Als mich um 4:16 eine weitere zugeknallte Tür aus dem Cockpit einer kleineren Cessna riss, die ich selbst geflogen war, während der Pilot den Flugplan ausfüllte, beschloss ich, heute nicht um 8 Uhr zum Heilturnen zu gehen. Das Heilturnen heißt natürlich “Rehabilitationsgymnastik in der Kniegruppe”, aber als letztens eine Mitturnerin mit slawischen Akzent “Ich bin jetzt Heilturnen” in ihr Handy flüsterte, habe ich das Wort sofort adoptiert. Heilturnen um 8 Uhr hieße aber: aufstehen um 6:45, und das hätte bedeutet, nach bestenfalls 2,5 Stunden richtigem Schlaf in Kontakt mit der feindlichen Umwelt zu treten – und was zu viel ist, ist zu viel. Außerdem kann ich ja zu Hause auch Heilturnen, und die Bewertung meiner Fortschritte muß einfach bis zum nächsten Termin warten.

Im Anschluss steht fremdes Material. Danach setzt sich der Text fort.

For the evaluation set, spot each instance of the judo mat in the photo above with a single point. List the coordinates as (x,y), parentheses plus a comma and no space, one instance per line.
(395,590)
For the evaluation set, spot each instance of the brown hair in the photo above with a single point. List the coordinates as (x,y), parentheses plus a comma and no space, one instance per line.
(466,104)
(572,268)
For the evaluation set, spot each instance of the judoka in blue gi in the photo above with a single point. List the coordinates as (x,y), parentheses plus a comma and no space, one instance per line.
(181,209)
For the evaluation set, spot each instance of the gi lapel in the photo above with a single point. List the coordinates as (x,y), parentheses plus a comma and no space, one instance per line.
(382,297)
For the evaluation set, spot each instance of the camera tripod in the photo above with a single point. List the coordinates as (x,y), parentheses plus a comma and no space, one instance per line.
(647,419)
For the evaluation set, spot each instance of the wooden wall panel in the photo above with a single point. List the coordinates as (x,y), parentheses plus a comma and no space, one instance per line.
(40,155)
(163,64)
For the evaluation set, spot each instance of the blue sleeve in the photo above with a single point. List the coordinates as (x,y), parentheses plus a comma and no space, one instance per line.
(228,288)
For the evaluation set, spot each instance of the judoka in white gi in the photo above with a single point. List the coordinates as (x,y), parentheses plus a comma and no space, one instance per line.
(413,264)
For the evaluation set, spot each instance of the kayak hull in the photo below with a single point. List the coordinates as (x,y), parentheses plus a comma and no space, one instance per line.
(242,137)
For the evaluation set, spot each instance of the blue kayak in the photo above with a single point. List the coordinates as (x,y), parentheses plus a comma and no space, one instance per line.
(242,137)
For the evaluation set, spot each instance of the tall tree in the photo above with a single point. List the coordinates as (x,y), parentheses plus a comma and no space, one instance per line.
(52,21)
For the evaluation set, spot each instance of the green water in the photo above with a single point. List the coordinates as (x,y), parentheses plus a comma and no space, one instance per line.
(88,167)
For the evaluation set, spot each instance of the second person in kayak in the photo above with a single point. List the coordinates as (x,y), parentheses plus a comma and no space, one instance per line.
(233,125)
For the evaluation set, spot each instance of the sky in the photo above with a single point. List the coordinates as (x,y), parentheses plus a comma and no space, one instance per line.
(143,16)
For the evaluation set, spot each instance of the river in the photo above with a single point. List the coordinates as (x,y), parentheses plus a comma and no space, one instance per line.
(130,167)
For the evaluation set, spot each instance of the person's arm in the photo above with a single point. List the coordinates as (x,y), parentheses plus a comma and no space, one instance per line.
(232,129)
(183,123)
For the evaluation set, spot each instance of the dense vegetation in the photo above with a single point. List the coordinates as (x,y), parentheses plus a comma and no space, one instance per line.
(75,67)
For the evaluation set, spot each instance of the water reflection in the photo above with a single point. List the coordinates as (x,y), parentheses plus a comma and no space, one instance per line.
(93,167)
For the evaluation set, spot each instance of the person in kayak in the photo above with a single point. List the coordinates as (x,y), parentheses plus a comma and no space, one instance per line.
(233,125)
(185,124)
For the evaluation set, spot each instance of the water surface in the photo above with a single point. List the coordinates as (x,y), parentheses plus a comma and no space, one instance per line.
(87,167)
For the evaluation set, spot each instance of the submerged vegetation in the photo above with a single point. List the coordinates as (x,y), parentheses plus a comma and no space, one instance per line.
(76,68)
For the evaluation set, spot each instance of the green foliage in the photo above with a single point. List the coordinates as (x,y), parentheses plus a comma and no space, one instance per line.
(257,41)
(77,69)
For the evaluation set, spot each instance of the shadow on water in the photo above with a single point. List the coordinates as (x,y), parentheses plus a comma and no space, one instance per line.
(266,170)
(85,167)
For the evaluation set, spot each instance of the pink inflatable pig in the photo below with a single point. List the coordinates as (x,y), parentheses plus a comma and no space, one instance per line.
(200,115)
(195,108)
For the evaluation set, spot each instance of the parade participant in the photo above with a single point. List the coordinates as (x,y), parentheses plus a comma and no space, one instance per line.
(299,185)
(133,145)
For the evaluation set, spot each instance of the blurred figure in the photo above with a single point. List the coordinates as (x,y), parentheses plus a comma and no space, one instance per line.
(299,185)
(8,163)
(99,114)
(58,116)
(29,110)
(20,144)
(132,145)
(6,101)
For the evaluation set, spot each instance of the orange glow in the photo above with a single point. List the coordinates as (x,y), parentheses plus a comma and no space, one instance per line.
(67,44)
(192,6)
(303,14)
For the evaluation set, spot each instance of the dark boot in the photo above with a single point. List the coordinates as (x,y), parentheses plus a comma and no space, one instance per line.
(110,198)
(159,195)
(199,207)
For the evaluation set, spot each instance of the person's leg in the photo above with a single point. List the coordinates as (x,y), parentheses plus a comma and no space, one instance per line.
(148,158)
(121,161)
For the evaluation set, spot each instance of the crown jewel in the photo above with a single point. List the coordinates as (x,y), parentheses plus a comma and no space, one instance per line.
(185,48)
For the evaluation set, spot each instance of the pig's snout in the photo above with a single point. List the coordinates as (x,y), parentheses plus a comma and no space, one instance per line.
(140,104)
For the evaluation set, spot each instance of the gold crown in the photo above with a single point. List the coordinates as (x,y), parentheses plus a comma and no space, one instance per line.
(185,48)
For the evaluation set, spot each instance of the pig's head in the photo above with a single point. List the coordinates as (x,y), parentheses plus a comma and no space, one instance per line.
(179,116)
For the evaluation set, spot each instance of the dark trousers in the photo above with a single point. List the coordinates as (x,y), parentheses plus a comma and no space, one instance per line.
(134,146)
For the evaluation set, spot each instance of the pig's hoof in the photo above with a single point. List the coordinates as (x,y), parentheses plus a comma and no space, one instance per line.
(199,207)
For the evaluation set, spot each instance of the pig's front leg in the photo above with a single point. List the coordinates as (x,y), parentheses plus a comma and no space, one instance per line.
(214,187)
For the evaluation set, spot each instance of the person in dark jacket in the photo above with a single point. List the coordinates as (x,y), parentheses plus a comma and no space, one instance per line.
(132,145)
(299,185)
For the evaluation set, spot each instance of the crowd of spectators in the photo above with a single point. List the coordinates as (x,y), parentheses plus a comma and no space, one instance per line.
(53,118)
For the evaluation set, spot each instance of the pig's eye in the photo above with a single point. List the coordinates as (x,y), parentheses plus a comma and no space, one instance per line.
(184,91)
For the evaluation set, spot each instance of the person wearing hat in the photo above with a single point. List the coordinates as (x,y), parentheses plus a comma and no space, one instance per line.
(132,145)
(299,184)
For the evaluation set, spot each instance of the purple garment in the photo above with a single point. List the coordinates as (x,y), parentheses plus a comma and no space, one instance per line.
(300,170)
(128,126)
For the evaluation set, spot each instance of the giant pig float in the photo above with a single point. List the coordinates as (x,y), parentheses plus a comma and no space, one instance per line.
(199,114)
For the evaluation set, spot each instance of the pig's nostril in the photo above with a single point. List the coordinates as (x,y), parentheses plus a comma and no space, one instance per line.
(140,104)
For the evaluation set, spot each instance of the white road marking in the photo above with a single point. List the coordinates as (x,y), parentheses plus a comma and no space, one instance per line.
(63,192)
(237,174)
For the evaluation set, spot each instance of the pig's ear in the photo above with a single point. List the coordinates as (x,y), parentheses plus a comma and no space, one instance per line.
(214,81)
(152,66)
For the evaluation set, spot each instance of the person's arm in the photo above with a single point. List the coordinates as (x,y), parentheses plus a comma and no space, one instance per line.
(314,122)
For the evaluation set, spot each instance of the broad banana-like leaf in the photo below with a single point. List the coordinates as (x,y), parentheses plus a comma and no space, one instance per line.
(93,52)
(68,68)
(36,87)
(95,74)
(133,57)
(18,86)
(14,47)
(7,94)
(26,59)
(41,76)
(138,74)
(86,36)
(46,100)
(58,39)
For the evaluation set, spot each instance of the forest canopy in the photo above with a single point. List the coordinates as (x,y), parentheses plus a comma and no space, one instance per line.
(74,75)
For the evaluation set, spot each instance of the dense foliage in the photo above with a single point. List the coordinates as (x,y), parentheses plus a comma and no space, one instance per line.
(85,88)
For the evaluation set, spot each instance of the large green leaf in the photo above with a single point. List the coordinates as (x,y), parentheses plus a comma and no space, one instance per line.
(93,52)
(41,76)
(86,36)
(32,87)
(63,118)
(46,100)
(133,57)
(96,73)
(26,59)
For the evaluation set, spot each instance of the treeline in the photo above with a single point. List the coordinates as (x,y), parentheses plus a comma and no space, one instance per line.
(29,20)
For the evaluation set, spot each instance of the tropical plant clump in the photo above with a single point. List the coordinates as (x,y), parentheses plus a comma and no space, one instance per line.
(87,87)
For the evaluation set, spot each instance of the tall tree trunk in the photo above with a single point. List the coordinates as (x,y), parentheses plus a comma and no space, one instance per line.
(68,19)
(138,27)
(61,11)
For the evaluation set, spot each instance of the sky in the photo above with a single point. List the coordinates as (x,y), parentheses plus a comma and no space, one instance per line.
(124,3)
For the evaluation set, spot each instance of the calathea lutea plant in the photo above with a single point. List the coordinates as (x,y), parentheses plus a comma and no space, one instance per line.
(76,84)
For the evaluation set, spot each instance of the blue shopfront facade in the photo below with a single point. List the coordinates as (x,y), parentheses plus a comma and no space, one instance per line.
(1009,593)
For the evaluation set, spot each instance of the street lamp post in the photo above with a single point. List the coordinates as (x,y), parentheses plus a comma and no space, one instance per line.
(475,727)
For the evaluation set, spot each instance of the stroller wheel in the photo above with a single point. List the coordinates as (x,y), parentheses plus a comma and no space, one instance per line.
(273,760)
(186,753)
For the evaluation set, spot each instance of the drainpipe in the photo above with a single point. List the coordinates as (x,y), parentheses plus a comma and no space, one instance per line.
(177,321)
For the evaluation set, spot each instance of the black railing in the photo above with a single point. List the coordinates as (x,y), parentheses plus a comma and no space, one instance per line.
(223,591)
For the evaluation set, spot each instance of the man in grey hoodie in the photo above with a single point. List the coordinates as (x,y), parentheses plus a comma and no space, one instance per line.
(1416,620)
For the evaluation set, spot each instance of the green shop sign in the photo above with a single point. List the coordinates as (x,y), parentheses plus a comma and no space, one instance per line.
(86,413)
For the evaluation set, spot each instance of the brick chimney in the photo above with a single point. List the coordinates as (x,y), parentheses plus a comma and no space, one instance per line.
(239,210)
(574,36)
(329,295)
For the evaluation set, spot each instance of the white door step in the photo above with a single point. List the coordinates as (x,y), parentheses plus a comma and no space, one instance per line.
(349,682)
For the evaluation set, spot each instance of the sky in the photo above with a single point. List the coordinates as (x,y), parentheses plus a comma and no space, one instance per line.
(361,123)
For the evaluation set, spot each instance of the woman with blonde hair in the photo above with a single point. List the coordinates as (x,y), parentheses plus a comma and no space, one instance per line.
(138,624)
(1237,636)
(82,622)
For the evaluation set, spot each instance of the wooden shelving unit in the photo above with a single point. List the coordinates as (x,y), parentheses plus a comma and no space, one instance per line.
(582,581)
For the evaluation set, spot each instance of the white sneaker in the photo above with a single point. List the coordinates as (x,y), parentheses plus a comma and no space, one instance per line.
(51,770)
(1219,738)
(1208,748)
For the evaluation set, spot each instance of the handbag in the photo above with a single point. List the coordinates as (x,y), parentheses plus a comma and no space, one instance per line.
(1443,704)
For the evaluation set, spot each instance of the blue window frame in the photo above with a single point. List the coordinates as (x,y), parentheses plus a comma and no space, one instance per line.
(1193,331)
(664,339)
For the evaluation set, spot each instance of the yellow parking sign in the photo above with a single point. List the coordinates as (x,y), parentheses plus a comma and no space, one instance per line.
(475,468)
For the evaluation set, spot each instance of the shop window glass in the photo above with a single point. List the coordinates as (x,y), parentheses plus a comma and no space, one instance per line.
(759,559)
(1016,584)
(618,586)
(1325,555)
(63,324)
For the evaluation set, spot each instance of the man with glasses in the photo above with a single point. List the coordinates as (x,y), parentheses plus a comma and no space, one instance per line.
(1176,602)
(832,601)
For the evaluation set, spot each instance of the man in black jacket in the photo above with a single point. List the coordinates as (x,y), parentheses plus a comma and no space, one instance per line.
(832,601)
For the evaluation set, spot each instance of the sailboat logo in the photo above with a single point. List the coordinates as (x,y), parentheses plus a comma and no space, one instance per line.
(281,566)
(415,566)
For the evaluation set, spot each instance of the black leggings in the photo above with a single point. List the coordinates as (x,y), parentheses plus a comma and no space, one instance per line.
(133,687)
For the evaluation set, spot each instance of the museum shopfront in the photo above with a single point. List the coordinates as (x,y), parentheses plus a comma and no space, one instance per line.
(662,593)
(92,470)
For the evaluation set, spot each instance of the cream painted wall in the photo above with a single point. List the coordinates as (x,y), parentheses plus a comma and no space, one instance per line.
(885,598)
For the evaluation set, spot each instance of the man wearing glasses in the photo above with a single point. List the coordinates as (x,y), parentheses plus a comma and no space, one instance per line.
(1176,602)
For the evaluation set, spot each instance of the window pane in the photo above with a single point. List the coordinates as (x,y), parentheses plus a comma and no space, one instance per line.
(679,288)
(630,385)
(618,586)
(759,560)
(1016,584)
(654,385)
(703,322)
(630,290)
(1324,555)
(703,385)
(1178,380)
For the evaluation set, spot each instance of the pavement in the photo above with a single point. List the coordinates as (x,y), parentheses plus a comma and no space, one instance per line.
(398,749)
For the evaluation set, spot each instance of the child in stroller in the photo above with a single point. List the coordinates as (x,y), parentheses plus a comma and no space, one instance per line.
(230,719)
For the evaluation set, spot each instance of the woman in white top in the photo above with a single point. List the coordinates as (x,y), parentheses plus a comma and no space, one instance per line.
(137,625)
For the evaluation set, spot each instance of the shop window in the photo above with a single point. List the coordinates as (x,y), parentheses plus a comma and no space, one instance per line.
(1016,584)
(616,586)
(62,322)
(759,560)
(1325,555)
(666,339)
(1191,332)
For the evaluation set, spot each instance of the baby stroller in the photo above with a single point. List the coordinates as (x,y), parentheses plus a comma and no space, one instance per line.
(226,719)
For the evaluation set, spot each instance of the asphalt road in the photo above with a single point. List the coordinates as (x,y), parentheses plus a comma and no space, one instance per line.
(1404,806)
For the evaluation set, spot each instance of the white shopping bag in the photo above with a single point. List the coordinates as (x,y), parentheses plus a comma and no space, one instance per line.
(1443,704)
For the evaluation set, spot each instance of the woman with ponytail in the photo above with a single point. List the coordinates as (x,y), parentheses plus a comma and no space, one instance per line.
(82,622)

Ich stellte den Wecker um, so, dass ich rechtzeitig anrufen konnte, um mein Nicht-Kommen zu kommunizieren, und machte mich wieder auf die Suche nach der Mitte des Schlafs. An seinen Ausläufern wechselte ich aber erst einmal das Flugzeug und zog mit der Skyvan über die Lande, diesmal nicht im Cockpit, sondern als Passageuse mit eiligem Auftrag. Als zwei Abfangjäger mit österreichischem Kennzeichen auftauchten und punktgenau erst den einen, dann den anderen Motor vom Flügel schossen, war ich halbwach genug, um zu verstehen, dass nur wieder einmal eine Klotür geknallt hatte. Ich wünschte den Nachbarn geistig gute Besserung – offenbar haben sie zusätzlich zum Husten eine böse Darmgrippe – nahm aber trotzdem einen Fallschirm, um dem schwer beschädigten Flugzeug zu entkommen. Ich wählte den großen, um sanft zu landen, weil ich ja mein Knie nicht abbiegen kann. Der zufällig ebenfalls mitfliegende Tandemmaster schnallte meinem nichtspringenden Begleiter das Tandemgeschirr und sich selbst den Fallschirm an (mein Unterbewusstsein ist manchmal erschreckend realistisch) und fauchte mich an, weil ich Schwierigkeiten mit dem Öffnungsmechanismus der Tür hatte (wirklich unnötig realistisch). Wir sprangen und sahen das Flugzeug im wirbelnden Schneesturm verschwinden (nicht sonderlich realistisch) und dann sah ich das Tandem sowohl von oben als auch vom Boden aus sauber landen, nicht aber meine eigene Landung, die aber gut gewesen sein muss, weil ich dann schon dabei war, den Schirm zu packen. Der Tandemmaster stand daneben und nörgelte an meiner Packweise herum, während der Passagier versuchte, das Erlebnis soweit zu verdauen. Jetzt wäre die falsche Zeit, um mich zu belehren, sagte ich dem Tandemmaster, denn wer immer versucht hätte, uns vom Himmel zu schießen, würde sicherlich auch am Boden nach uns suchen… da fiel der erste Schuss. Der natürlich keiner war, sondern – Überraschung! – schon wieder die Klotür.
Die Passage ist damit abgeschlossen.